MCF52235 Execution Time

rlcoder · ‎11-07-2015

Hi,

For the MCF52235 at 60 MHz instructions seem to be executing much slower than expected.

I don't have much experience with the ColdFire V2 core and could use some help.

My configuration is an external 25 MHz crystal and then the PLL configured for a 60 MHz system frequency.

The CCHR register is 0x04, so divide external crystal oscillator by 5.

The MFD bits are 100, and RFD bits are 000.

So the system clock should be 25MHz / 5 * 12/1 = 60 MHz.

And indeed the configuration seems correct because the measured CLKOUT signal (pin 1) is 16.6 nsec.

But the instruction execution time looks too slow when a output pin is toggled with know instructions in between.

For example: (See the attached C and assembly code)

1) Set output pin high,

2) Execute five trap (trapf) assembly instruction, (1 cycle instruction used instead of NOPs)

3) Set output pin low.

The measured time for the pin to toggle is ~9 uSec.

Based on a 16.6 nSec clock and the number of cycle used between toggling the pin, I would expect the execution time to be well below 200 nsec.
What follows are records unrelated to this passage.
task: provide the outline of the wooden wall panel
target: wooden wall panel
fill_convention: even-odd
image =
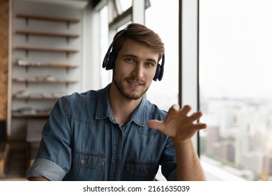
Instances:
[[[8,0],[0,0],[0,120],[7,119]]]

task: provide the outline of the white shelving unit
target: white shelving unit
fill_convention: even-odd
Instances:
[[[8,140],[36,147],[56,101],[82,91],[83,9],[14,0],[12,10]]]

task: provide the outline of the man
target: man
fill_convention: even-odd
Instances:
[[[112,52],[110,50],[112,49]],[[206,124],[200,111],[168,113],[144,95],[163,74],[164,45],[153,31],[131,24],[114,37],[103,67],[106,88],[73,93],[55,104],[43,131],[29,180],[204,180],[191,138]],[[162,64],[158,62],[162,58]]]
I've tested the timing using the trap, and also with NOPs. Both gave basically the same execution time.

I don't think the processor is getting interrupted between setting the output pin high and then low. The last test I did was to put the test in the pit1ISR and the timing was the same.

Please see the attached code and my clock settings.

Do you agree 9 usec in much too long?

Any ideas what might be causing the problem or how to narrow it down?

Thanks.

rlcoder · ‎12-01-2015

Hi Tom,

You were exactly right, it was an interrupt problem.

The project (for some unknown reason) was enabling the 2nd serial port and interrupt, but there was no interrupt handler and the interrupt was stuck on. As soon as I removed the initialization of the second serial port the problem went away and code executed much-much faster.

Thanks for your help.

元の投稿で解決策を見る

TomE · ‎11-08-2015

Easy one. You're assuming the GPIO pins can toggle quickly. They can't.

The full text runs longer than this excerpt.